In early May 2022, the Internet Freedom Foundation and the All India Lawyers Association for Justice (AILAJ) wrote a joint letter raising considerations about the surveillance of those workers. The letter addressed to the National Commission of Sanitation Workers, and in September the commission ordered government in at least 4 indigenous peoples to present a factual report addressing the considerations raised.
For women like Divya, 36, watches have invited paranoia. Divya tries to take it away while going to the bathroom, “because there are cameras that can spy on me. “Watches up to the ankles or waist because it is uncomfortable. And we have to be hypervigilant now, just because we are afraid that our salaries will be reduced just because of technical problems in the clock or battery failure.
Sanitation workers like Kamala and Divya face the double burden of being monitored as staff and as women. These considerations are compounded by the fact that they are Dalits. Union leader Bhuwneshwar Kewat added: “This is just surveillance, but it also reinforces the centuries-old caste practices we have observed in this country.

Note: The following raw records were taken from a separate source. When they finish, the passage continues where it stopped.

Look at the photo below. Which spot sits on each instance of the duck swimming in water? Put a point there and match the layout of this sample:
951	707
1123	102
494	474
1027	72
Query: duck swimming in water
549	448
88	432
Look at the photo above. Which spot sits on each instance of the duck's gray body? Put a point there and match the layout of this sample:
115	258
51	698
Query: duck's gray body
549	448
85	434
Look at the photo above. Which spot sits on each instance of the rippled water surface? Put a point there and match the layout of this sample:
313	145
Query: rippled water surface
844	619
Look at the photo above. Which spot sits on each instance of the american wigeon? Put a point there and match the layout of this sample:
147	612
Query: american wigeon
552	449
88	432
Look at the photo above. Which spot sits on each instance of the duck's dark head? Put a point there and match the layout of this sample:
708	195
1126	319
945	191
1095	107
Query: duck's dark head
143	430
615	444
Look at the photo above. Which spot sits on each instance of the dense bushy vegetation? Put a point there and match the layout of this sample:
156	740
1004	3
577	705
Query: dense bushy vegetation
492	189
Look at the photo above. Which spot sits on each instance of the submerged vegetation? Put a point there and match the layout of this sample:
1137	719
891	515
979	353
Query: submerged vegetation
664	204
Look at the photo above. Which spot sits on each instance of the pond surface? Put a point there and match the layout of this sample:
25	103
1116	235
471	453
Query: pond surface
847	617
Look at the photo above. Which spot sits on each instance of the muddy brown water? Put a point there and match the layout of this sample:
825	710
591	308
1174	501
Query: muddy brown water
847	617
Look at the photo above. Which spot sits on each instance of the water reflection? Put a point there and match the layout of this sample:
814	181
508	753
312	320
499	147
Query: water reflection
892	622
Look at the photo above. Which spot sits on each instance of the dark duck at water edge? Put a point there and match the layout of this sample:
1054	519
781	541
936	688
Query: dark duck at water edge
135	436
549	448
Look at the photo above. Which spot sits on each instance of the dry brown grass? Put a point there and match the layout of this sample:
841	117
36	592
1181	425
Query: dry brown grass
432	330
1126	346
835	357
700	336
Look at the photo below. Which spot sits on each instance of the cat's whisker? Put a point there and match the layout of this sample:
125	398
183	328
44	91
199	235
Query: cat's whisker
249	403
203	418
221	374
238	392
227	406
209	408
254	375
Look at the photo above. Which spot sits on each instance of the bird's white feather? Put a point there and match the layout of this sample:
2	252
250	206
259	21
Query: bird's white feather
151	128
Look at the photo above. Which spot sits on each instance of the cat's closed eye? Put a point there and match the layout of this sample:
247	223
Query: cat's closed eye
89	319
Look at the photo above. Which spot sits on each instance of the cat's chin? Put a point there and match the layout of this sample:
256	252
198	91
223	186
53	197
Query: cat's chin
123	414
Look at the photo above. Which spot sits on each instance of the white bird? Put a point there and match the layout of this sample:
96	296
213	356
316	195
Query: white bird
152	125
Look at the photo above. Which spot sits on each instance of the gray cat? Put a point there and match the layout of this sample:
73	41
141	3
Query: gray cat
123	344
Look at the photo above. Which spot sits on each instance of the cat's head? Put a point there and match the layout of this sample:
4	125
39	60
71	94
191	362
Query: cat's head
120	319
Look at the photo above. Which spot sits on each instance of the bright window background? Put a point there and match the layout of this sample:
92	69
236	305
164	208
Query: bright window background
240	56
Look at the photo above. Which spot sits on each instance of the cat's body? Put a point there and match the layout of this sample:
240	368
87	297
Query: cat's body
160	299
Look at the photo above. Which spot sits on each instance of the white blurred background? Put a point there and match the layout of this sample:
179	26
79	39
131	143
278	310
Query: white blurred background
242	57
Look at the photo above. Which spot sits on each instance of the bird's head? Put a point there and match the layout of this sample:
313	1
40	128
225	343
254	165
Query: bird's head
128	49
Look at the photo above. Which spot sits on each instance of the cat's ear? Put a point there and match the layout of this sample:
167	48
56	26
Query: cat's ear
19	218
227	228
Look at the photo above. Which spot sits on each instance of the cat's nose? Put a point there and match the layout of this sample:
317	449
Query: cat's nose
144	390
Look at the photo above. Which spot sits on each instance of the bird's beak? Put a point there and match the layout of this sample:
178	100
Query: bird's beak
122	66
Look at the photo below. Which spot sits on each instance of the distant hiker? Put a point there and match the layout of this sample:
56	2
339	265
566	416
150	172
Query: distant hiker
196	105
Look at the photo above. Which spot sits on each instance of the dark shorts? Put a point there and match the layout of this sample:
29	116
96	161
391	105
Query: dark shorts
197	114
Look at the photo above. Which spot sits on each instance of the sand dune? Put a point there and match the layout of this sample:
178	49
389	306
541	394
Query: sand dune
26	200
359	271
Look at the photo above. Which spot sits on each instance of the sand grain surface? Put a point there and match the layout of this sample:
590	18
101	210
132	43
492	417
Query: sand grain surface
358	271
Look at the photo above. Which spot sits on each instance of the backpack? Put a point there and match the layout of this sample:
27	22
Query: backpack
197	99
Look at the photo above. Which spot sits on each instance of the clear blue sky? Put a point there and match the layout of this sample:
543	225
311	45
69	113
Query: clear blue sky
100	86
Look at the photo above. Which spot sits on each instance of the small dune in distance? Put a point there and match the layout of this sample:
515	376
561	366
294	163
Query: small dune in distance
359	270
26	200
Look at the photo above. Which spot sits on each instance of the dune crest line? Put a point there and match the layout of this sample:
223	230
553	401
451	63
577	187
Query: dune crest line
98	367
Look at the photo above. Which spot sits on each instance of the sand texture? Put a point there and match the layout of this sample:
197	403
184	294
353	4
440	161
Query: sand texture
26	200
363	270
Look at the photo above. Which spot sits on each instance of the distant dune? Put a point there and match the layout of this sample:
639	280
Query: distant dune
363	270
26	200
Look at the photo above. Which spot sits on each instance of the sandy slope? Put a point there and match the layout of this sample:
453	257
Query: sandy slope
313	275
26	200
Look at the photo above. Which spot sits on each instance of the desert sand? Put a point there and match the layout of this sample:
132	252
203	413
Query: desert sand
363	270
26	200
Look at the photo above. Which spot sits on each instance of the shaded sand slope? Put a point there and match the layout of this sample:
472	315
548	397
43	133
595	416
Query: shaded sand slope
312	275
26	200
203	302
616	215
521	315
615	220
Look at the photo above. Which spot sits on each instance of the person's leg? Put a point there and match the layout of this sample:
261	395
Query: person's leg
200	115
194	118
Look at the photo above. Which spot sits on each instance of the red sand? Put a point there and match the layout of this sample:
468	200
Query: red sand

Lawyer Anushka Jain also pointed out how sanctioning the surveillance of health workers, most of whom belong to traditionally discriminated communities, “is also very harmful. . . Surveillance is largely carried out through other people of the upper caste and upper elegance and is carried out in the marginalized castes. This takes away the dignity of other people, those gadgets violate their right to dignity.
As the implementation of those schemes has developed, staff in some cities have struggled to roll back. In the western city of Pune in Maharashtra state, sanitation and street sweeping personnel operating in a part of the city were ordered to wear the uniform. devices. ” The staff made the resolution to refuse to use the watches on their own. They sold those devices to the company and they were never put into operation,” said Deepak Bhalerao, leader of the sanitation workers’ union.
However, for most, this imposition has now gradually been accepted as inevitable. Krishan Kumar Chadha from Chandigarh admitted: “We protested several times, including once introducing a four-day strike in the city, but we had to give in to pressure from the municipality. This is not a watch designed to improve anyone’s efficiency, it is a forced imposition through the government for its own whims.